Bei den neuen Punkten wird jemand, der extrem überdurchschnittliche FP-Wachstumswerte aufweist nicht wie früher auch extrem belohnt. Durch gezielte Auswertung von FP-Entwicklungen ist es möglich, die AGs zu erkennen, deren FPs manipuliert wurden und nicht durch normalen Handel, Übernahmen oder Kapitalerhöhungen gewachsen sind. Diese AGs werden mit einer mittleren Punktzahl bewertet, da nicht mehr festgestellt werden kann, wie der tatsächliche Wert der AG ist. Entwickelt sich die AG nach einem FP-Sprung aber normal weiter, passen sich die Punkte auch gleichermaßen an.
Das heißt auch die Highscores werden nun aussagekräftiger?
Das hoffen wir, ja. Die neuen FP30-Werte sollen deutlich bessere Vorhersagen sein, als die bisherigen.

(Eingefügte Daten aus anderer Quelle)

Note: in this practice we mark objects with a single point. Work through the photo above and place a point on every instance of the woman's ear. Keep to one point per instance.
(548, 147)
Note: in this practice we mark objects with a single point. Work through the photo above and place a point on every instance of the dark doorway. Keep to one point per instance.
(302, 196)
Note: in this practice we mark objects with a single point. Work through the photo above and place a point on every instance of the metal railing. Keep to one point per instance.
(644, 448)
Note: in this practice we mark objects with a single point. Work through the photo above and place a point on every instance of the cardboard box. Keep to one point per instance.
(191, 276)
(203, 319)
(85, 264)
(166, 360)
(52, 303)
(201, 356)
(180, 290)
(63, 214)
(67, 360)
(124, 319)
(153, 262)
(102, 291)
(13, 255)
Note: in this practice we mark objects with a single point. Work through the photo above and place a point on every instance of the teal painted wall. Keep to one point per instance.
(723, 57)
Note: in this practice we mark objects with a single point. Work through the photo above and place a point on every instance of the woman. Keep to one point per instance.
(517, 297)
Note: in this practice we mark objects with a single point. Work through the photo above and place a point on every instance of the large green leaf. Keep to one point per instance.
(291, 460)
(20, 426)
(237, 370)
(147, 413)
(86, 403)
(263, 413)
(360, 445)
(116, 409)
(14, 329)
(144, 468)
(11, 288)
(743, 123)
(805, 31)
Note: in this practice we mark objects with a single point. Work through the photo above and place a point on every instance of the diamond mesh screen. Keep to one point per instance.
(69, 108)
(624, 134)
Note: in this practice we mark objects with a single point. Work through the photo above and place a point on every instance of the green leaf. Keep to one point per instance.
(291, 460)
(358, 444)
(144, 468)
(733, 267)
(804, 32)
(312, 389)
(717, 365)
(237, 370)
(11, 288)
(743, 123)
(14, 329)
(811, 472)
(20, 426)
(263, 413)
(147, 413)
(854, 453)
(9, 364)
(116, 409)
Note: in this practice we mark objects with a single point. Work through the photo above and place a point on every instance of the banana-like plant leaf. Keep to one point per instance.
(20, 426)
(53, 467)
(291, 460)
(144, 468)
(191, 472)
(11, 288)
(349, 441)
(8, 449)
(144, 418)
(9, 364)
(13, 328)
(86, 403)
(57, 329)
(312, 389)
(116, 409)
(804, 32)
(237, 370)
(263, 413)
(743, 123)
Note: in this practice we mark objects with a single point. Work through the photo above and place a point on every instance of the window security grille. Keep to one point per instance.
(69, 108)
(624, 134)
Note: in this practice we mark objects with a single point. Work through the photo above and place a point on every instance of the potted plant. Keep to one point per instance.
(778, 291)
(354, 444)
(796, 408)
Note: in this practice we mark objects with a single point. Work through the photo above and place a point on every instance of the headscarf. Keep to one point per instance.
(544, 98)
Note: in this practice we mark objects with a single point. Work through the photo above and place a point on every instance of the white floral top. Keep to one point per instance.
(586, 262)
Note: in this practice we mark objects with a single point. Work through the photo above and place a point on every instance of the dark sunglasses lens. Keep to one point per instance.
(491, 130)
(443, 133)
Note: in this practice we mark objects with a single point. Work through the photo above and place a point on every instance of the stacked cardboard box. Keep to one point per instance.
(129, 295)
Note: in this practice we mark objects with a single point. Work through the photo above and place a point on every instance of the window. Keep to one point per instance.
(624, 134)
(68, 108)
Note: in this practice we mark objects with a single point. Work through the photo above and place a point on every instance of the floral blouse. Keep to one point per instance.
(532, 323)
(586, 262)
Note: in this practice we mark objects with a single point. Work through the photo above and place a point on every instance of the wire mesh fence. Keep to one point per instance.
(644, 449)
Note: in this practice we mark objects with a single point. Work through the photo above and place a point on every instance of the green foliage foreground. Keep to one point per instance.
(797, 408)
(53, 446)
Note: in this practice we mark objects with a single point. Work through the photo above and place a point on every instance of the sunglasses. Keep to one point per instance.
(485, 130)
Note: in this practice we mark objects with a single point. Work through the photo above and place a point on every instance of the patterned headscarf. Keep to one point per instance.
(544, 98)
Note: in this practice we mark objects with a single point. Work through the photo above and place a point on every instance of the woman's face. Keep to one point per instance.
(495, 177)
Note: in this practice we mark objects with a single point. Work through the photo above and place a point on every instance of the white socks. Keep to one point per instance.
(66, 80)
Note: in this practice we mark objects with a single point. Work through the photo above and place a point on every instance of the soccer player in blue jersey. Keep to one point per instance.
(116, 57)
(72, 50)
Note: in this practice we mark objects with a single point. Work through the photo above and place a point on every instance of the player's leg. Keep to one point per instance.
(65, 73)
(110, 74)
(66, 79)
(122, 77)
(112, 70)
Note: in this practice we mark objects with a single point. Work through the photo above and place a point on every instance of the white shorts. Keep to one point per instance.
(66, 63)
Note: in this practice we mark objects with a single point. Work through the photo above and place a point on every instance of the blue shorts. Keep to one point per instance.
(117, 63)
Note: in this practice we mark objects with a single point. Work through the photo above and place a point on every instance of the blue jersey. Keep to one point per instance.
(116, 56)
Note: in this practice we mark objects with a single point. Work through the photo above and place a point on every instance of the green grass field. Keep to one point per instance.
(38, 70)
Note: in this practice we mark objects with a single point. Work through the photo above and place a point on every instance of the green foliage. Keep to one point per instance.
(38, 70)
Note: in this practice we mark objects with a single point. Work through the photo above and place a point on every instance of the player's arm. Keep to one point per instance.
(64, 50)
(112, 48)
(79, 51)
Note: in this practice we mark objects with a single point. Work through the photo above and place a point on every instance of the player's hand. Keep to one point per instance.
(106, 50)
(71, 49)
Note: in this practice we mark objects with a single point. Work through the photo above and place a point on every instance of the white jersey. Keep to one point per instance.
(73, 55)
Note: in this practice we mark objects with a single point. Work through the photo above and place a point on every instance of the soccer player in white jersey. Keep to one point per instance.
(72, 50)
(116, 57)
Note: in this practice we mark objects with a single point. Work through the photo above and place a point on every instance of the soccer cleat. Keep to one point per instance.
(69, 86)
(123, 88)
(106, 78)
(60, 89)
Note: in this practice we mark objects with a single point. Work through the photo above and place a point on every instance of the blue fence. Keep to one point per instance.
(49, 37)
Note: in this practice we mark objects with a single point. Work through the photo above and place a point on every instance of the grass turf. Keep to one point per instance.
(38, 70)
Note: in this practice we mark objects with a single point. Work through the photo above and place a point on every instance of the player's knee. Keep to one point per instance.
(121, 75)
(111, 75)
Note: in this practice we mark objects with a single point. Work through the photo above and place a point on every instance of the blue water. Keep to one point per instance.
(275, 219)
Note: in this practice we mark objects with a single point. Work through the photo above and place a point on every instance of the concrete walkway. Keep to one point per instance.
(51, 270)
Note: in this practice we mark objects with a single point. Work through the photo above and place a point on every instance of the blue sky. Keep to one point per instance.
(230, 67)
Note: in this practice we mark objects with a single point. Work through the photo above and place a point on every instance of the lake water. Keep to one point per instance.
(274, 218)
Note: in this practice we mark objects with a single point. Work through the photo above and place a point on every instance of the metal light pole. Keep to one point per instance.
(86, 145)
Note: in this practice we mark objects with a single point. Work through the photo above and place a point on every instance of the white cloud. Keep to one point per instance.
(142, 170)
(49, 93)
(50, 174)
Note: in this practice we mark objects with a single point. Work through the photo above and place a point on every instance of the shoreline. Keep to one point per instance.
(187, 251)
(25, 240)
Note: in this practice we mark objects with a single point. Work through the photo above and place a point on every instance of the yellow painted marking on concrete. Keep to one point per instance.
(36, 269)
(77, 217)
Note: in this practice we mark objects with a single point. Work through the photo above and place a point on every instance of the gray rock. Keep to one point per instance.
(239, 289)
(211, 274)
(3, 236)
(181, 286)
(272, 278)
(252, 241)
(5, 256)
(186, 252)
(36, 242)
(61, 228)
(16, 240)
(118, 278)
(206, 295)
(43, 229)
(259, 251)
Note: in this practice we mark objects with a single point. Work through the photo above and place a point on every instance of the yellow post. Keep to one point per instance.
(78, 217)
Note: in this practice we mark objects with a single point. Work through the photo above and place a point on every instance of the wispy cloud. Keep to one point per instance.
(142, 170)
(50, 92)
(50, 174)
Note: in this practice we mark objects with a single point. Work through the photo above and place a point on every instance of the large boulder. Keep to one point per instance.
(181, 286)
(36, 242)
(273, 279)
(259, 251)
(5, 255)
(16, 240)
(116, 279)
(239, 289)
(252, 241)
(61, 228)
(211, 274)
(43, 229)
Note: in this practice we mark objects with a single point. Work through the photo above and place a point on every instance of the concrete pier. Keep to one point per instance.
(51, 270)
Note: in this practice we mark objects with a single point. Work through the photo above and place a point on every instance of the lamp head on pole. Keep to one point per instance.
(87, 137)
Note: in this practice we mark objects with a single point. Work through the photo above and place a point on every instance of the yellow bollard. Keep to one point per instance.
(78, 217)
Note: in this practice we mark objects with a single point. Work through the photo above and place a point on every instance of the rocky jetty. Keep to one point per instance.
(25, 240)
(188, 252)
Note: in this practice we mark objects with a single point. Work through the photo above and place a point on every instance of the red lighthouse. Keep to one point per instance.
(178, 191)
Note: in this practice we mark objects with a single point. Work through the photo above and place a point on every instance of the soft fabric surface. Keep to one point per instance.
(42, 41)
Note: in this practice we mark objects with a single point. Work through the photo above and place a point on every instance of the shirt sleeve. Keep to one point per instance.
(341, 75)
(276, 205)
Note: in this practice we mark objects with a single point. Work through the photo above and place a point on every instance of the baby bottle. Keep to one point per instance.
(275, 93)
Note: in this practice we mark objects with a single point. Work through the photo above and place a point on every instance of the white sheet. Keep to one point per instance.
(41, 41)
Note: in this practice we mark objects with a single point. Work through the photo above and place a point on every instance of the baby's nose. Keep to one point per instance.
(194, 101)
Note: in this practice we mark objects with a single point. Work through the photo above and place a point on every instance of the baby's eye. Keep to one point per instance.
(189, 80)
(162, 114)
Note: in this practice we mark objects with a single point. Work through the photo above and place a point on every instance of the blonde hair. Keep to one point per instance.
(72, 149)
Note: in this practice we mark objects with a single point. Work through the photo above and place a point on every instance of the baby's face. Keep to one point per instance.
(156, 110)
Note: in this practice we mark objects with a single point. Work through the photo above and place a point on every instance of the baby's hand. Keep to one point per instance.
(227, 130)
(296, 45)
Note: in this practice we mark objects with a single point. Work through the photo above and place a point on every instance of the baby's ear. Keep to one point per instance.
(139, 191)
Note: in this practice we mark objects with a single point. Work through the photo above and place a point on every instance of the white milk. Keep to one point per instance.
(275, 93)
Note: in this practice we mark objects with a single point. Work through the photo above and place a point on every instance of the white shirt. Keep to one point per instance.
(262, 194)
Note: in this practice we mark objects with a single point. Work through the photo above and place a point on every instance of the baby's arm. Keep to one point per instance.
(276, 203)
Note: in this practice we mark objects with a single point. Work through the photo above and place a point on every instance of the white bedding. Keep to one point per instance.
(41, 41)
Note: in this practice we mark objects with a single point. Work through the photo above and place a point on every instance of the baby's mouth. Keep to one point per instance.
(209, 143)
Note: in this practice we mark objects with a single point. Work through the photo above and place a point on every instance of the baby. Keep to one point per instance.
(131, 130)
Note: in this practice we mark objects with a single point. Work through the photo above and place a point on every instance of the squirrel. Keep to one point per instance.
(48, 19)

Folglich sollten auch die Highscores jene AGs, die dauerhaft gut performen, auch weiter oben positionieren. Da ja letztendlich die prozentuale Steigerung entscheidend ist, haben die kleineren AGs hier die Nase klar vorn. Die Schwergewichte können mit ihren geringen Wachstumsraten eher keine vorderen Plätzer erlangen. Als Ausgleich und damit der AGSX repräsentativer wird, ist hier aber auch eine Anpassung geplant. Am Highscore selbst wird sich nichts zu Gunsten der größeren AGs ändern, aber die Zusammensetzung des AGSX wird bald nach einer neuen Regelung erfolgen.

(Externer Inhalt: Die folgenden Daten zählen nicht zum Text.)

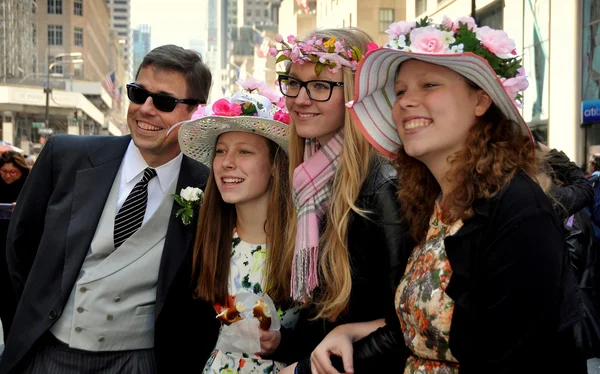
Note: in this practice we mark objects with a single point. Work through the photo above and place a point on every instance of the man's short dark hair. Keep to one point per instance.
(188, 62)
(595, 161)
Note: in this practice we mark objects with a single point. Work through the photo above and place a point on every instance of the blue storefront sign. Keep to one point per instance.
(590, 111)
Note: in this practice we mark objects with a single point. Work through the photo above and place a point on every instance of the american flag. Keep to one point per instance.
(110, 85)
(262, 47)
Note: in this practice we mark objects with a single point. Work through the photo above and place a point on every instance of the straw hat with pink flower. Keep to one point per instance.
(258, 110)
(485, 56)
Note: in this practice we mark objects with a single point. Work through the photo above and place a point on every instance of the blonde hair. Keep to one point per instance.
(335, 273)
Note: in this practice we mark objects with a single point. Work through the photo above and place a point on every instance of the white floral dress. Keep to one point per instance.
(246, 275)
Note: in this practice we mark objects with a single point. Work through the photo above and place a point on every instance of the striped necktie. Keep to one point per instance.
(131, 215)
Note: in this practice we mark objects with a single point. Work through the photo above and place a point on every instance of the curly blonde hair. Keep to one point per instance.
(494, 152)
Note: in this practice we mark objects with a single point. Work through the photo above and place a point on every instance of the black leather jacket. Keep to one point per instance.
(376, 244)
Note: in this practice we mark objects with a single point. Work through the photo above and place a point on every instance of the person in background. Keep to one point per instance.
(593, 209)
(489, 287)
(99, 261)
(14, 172)
(344, 233)
(241, 234)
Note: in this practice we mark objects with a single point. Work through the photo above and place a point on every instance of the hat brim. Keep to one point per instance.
(374, 93)
(197, 138)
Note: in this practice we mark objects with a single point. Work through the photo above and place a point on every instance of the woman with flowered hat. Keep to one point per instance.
(489, 287)
(240, 239)
(344, 193)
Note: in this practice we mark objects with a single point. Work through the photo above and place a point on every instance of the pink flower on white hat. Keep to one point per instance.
(513, 86)
(496, 41)
(428, 40)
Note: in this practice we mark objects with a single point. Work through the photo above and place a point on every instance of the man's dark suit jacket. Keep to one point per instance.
(51, 231)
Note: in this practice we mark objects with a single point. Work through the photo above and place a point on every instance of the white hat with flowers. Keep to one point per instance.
(485, 56)
(257, 110)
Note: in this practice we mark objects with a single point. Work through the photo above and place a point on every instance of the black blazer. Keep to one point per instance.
(515, 294)
(51, 231)
(376, 243)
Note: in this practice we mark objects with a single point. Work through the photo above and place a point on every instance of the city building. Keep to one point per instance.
(142, 37)
(54, 81)
(120, 22)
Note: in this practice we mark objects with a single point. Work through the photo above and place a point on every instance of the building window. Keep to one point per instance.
(492, 15)
(536, 61)
(420, 7)
(386, 17)
(78, 70)
(54, 6)
(58, 68)
(78, 36)
(78, 7)
(54, 34)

Sie sprachen es gerade schon an: Die Besetzung des AGSX wird sich ändern. Worin genau besteht diese Änderung?
Hier ist noch keine endgültige Entscheidung gefallen. Der AGSX soll ja stellvertretend für den Gesamtmarkt sein. Nur die am stärksten wachsenden AGs reinzunehmen wird dem Gesamtmarkt nicht gerecht. Es wird wahrscheinlich auf eine Neuzusammensetzung aus den größten AGs und den am stärksten wachsenden AGs, also denen mit der höchsten Durchschnittspunktzahl im AG-Highscore, hinauslaufen.

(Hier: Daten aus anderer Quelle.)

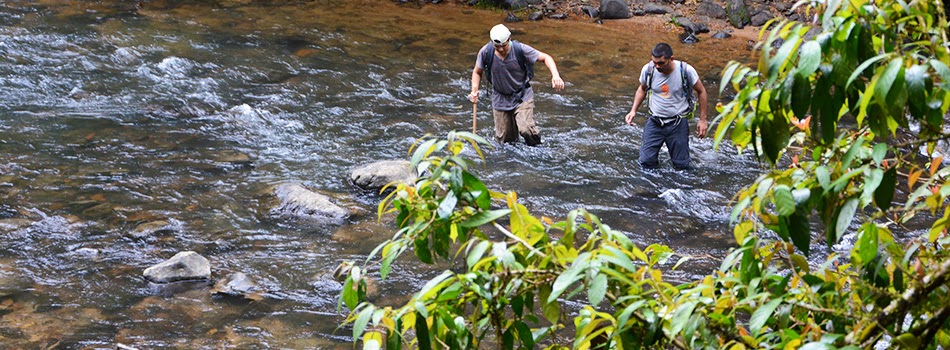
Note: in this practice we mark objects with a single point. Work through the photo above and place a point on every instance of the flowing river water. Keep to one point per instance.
(118, 114)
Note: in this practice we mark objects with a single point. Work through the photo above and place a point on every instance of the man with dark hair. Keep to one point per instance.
(670, 85)
(509, 66)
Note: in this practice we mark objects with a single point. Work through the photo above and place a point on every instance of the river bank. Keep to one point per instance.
(710, 17)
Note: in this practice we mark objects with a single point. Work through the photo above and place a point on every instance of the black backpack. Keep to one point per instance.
(488, 56)
(687, 87)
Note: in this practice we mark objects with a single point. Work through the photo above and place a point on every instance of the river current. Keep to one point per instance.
(116, 114)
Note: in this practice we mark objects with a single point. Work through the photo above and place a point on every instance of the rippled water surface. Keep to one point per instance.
(181, 115)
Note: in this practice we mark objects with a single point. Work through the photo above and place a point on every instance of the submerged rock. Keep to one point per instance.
(614, 9)
(237, 284)
(183, 266)
(721, 35)
(296, 201)
(13, 224)
(375, 176)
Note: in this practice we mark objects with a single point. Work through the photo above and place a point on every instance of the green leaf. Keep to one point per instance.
(360, 325)
(864, 65)
(942, 70)
(880, 151)
(890, 79)
(784, 202)
(727, 74)
(598, 289)
(551, 311)
(824, 178)
(809, 58)
(428, 290)
(865, 249)
(447, 207)
(476, 253)
(422, 333)
(478, 190)
(628, 311)
(761, 316)
(421, 246)
(782, 55)
(852, 151)
(422, 151)
(801, 95)
(681, 317)
(919, 85)
(845, 216)
(568, 277)
(800, 232)
(885, 191)
(525, 335)
(816, 346)
(484, 217)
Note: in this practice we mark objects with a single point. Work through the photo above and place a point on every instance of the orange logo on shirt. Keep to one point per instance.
(665, 91)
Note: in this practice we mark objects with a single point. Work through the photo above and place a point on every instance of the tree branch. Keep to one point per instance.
(911, 297)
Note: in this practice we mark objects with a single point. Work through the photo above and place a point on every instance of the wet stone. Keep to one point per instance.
(296, 201)
(13, 224)
(375, 176)
(233, 157)
(183, 266)
(721, 35)
(237, 284)
(79, 206)
(99, 211)
(152, 228)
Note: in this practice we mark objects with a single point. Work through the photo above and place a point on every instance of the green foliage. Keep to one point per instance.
(830, 110)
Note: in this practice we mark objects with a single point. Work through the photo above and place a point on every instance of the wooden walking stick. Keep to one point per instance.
(474, 112)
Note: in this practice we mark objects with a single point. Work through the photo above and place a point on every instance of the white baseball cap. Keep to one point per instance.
(500, 34)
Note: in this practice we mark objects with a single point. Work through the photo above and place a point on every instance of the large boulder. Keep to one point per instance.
(239, 285)
(737, 13)
(711, 9)
(656, 9)
(375, 176)
(296, 201)
(614, 9)
(760, 19)
(184, 266)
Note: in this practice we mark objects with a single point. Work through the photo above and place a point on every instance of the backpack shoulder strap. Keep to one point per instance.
(522, 61)
(488, 55)
(650, 68)
(687, 87)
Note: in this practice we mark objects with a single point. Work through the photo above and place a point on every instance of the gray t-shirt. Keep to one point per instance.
(667, 98)
(507, 77)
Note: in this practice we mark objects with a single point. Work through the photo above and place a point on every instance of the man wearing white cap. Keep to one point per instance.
(509, 66)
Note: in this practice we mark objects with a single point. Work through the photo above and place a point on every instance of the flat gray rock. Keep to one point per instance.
(184, 266)
(296, 201)
(375, 176)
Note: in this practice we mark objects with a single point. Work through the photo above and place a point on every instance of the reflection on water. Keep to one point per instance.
(132, 131)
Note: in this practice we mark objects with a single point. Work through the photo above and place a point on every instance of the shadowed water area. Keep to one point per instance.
(182, 115)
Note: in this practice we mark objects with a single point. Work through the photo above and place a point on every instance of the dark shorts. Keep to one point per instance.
(519, 121)
(675, 134)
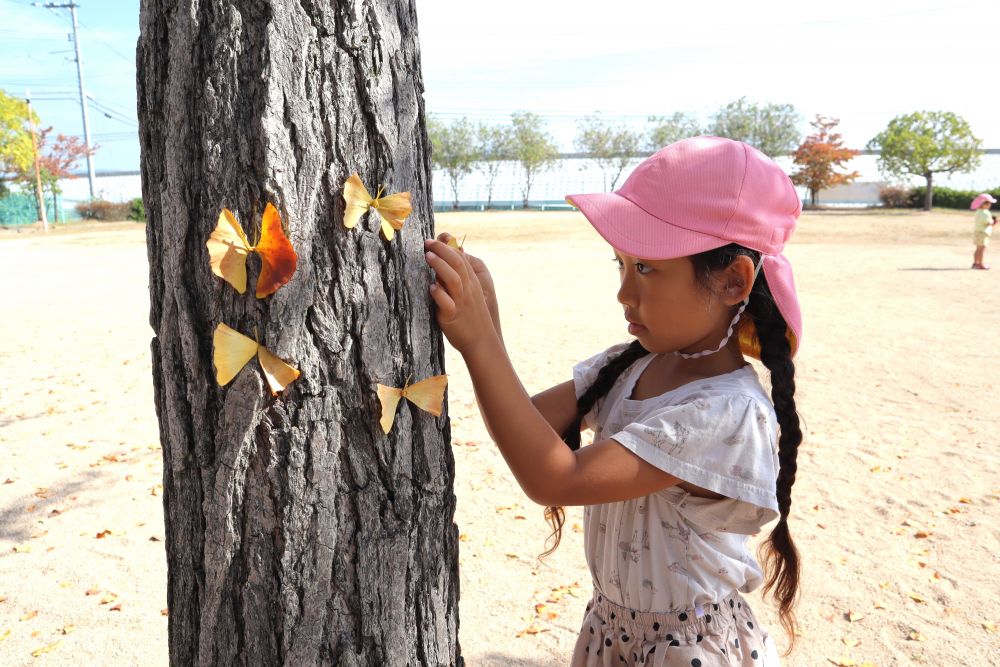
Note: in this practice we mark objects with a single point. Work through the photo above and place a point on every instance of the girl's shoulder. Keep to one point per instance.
(738, 386)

Welche Auswirkungen auf den Markt als Ganzes bzw. auf das Handelsverhalten erwarten Sie durch den neuen FP30? Bei den Zertifikaten insbesondere auch Auswirkungen durch die neue AGSX-Zusammensetzung?
Mit genauen Erwartungen bin ich vorsichtig. Wünschen würde ich mir, dass der neue FP30 so gut funktioniert, dass die Marktteilnehmer ihn als Metrik für Investments auf Monatsbasis heranziehen. Sollte das der Fall sein, dürften die Kurse stärker anziehen und schlecht performende AGs auch mal unter FP abgewatscht werden. Im Markt gibt es im Moment viele AGs, deren Kurs gar nicht zu ihrer Performance passt. Da könnte der neue FP30 positiv entgegenwirken.
Beim AGSX ist zu erwarten, dass er eine deutlich niedrigere Punktzahl haben wird. Zum einen, weil die Neubesetzung mit mehr großen AGs auf die Punkte drückt, zum anderen, weil die neue Punkteberechnung deutlich weniger euphorisch sein wird.
Es ist zu erwarten, dass sich sehr gute AGs im Bereich von 1.300 bis 2.000 Punkten bewegen werden. Es könnte sein, dass allgemein die Schwankungen der AGSX-Punkte geringer werden und die Vorhersage dadurch schwieriger. Sollte Put und Call oft wechseln, sind auf beiden Seiten hohe Hebel zu erwarten, was dem Zertifikatsmarkt eine neue Dynamik geben kann. Das ist aber rein spekulativ. Wie es sich genau entwickeln wird, ist sehr schwierig vorherzusagen.
Herr Scheuer, ich danke Ihnen für diese sehr informativen und umfassenden Einblicke. Ich bin mir sicher, dass diese Veränderungen an der Berechnung des FP30 und an der Zusammensetzung des AGSX jeweils für neue Verhaltensweisen am Markt sorgen werden.